The futility of using the U.N. peacekeeping forces to maintain peace in a civil war situation has been amply demonstrated by the problems that have arisen in Bosnia. The Bosnian situation is extremely complicated politically, because the parties involved, on the one hand, the Bosnian Government which is predominantly Muslim, and the Bosnian Serbs, who claim a very considerable part of the territory of Bosnia Herzegovina, have their own supporters in various European capitals. Support for the Serbs has also changed from time to time; at one time, certain European countries had some sympathy for them, but their behaviour led to a situation where the U.N. peacekeeping forces have been stripped of all dignity and have been made pawns in a game between the rival forces.

Two or three other points in the context of this overview must be mentioned.

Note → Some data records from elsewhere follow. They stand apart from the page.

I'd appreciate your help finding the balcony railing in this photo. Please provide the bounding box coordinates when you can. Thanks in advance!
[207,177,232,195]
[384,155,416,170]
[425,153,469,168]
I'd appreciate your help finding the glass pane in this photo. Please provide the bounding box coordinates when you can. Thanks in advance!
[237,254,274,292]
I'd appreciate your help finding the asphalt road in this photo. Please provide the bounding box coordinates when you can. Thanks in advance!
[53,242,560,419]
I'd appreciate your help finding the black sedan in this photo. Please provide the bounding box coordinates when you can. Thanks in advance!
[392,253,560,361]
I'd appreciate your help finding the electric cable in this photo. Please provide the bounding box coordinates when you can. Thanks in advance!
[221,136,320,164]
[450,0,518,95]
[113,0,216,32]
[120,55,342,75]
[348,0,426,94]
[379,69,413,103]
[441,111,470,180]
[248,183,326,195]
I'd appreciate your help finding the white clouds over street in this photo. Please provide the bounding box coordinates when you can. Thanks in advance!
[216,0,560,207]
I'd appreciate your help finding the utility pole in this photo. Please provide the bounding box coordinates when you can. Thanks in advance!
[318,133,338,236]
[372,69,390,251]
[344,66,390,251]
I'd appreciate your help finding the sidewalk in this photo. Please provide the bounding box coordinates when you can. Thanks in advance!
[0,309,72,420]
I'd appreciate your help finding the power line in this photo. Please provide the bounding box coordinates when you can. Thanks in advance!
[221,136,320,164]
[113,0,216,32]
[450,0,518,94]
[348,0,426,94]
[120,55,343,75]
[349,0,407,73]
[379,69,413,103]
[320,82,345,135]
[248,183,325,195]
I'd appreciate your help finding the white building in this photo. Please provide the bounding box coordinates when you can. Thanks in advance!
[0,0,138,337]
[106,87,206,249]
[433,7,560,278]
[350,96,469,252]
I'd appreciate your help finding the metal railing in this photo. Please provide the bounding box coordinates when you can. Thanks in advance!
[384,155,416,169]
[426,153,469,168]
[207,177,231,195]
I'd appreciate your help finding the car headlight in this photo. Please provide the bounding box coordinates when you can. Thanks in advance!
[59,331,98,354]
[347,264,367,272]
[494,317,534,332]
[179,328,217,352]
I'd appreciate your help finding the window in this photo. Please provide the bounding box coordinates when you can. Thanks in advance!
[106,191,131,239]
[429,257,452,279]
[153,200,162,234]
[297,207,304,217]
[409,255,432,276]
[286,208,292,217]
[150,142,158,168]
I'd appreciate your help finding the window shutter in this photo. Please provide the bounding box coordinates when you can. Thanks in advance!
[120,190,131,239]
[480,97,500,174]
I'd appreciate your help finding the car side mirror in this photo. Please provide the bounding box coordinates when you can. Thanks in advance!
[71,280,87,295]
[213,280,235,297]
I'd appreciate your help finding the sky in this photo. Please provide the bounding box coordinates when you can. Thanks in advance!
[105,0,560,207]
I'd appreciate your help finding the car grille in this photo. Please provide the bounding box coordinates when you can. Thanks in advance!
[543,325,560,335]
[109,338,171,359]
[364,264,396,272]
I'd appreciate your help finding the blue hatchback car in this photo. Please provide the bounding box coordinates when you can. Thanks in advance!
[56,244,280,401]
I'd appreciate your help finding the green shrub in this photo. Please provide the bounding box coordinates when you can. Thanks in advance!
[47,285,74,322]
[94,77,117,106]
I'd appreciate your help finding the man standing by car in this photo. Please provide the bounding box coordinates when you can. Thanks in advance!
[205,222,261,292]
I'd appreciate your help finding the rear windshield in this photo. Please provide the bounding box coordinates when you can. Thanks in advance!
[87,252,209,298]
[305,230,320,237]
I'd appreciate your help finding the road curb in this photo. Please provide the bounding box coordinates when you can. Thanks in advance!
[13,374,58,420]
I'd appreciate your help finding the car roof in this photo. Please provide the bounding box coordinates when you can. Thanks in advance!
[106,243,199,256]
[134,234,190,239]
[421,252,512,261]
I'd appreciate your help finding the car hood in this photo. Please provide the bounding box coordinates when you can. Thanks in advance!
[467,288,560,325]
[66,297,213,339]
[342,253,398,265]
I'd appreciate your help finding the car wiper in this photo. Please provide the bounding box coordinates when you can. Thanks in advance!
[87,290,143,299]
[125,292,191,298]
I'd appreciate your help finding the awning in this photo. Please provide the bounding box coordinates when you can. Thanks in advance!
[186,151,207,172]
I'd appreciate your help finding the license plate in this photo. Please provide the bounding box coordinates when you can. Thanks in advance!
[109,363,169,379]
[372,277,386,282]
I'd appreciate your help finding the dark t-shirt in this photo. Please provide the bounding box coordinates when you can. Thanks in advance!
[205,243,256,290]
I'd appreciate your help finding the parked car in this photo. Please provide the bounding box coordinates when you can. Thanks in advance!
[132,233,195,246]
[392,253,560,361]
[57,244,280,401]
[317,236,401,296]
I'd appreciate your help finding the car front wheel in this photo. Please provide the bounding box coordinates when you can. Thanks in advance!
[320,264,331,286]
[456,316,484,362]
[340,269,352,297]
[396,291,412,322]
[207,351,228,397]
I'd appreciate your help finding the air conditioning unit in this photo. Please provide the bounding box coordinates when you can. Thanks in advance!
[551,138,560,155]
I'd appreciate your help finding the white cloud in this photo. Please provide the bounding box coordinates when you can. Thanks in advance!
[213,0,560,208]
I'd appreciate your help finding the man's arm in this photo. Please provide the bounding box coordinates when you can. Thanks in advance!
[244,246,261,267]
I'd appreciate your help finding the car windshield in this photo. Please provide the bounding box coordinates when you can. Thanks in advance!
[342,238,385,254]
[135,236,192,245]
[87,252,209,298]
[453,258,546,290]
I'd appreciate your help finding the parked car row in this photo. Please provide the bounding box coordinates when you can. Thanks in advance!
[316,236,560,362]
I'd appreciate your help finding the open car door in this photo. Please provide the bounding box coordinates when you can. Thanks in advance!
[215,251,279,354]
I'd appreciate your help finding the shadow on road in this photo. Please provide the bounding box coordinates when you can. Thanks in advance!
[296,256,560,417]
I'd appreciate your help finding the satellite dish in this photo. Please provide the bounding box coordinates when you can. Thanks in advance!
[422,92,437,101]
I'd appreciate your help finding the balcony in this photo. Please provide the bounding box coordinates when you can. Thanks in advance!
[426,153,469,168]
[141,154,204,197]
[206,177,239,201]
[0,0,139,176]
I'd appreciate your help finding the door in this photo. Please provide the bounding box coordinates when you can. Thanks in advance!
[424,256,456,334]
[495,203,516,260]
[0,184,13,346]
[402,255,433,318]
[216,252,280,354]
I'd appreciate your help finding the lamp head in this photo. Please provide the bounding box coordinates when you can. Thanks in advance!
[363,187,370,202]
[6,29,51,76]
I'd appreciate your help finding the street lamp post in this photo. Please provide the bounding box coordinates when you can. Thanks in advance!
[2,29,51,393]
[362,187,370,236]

The U.S. is now the only superpower in the world. As a Permanent Member of the Security Council, it can exercise Its veto any time. The charge has been made in the Congress that the U.N. is running U.S. foreign policy. In fact, opposite is the case. The U.S. is dominating U.N. action in every area of peacekeeping because of the strong support that the U.S. can give either in terms of manpower, as in the case of Bosnia.

The recent invasion of the Krajina region by Croatia shows that the civil war has widened. Threats and appeals by the European Powers are ignored by Croatia, and the resolutions of the Security Council are treated with scorn bordering on contempt. With some 1,50,000 Serbian refugees on the move, the only role left to the U.N. is humanitarian. The U.N. military presence has become irrelevant.

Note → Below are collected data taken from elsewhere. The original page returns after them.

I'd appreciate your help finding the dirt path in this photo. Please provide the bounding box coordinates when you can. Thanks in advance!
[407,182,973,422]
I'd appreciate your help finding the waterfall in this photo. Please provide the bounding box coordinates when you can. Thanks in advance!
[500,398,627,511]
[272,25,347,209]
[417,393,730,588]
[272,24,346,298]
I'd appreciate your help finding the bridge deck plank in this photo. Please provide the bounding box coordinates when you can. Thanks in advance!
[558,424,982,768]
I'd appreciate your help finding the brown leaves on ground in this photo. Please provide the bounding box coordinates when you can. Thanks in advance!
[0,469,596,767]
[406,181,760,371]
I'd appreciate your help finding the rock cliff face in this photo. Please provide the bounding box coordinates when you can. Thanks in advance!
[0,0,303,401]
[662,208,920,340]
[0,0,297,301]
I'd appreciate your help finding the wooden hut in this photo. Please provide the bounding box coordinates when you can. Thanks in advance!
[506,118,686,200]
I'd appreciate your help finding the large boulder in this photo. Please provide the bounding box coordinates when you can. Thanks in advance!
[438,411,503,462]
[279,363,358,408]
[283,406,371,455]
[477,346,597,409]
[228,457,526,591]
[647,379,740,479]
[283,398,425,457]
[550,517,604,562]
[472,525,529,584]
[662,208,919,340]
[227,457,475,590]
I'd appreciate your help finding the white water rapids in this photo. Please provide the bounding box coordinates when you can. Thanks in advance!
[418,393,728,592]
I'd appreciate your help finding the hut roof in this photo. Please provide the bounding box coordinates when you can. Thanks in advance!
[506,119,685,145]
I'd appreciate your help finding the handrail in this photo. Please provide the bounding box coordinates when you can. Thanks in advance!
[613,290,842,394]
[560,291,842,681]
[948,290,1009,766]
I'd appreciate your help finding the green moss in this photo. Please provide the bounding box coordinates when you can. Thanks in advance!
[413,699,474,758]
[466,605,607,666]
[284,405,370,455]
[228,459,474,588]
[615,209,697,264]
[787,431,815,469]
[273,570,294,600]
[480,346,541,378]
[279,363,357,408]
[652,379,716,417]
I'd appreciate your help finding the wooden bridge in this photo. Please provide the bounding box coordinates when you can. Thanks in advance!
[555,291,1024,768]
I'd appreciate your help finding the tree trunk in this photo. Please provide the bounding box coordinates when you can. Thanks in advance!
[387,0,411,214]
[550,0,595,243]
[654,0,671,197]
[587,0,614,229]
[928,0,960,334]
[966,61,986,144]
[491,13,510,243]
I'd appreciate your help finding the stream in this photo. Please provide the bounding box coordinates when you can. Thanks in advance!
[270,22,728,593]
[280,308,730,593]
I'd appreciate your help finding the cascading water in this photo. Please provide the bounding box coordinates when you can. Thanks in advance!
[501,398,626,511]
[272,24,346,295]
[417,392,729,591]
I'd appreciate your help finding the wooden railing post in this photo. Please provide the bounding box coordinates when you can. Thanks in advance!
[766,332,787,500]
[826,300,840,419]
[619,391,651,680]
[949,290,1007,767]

The financial situation of the U.N. is nearing a breaking point. The U.S. contributes 25 per cent to the regular budget and 30 per cent to the peacekeeping accounts. Here again, the Republican majority in Congress is in no mood to release the funds needed to honour the good name of the U.S., to enable the U.S. administration to meet its international obligations. From the financial point of view also, Bosnia seems to be a bottomless pit, dragging the U.N. down to the verge of total financial ruin.

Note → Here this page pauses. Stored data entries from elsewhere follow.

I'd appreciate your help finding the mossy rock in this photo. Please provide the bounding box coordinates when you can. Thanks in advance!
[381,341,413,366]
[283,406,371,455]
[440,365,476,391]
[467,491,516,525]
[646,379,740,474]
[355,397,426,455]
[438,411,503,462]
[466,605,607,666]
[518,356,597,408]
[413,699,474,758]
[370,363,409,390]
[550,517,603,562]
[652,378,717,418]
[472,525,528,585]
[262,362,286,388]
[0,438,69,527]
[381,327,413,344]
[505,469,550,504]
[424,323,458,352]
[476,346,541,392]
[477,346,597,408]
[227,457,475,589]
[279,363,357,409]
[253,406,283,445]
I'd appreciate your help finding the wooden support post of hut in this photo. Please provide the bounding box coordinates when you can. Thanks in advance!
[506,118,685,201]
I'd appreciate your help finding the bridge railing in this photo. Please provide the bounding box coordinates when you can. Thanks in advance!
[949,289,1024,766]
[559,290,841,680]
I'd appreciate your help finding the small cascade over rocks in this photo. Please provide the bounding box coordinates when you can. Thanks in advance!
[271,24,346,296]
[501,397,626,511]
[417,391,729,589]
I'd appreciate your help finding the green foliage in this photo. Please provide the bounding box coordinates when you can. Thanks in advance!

For the future, the U.N. must be extremely careful not to get involved in peacekeeping exercises where there is a major ethnic conflict or civil war situation. The U.N. forces left Somalia some months ago, and the position of that country is no better and no worse than it was when there was a strong U.N. presence in that country.

In concluding this overview, I might mention the notable contribution made by India to the peacekeeping operations of the U.N. Even in the first major operation, UNEP, the Indian contingent was the largest. In the case of the Congo, I can say without the fear of contradiction that it was the Indian brigade which made it possible to end the secession of Katanga, and to restore the unity and territorial integrity of the Congo. India has contributed forces practically to every major peacekeeping operation, and where there is no Indian contingent present, there has been an Indian Force Commander, as had happened for example in the case of UNFICYP, with General Thimmayya as the Force Commander. India can take legitimate pride in the vital contribution it has made to the peacekeeping operations of the U.N.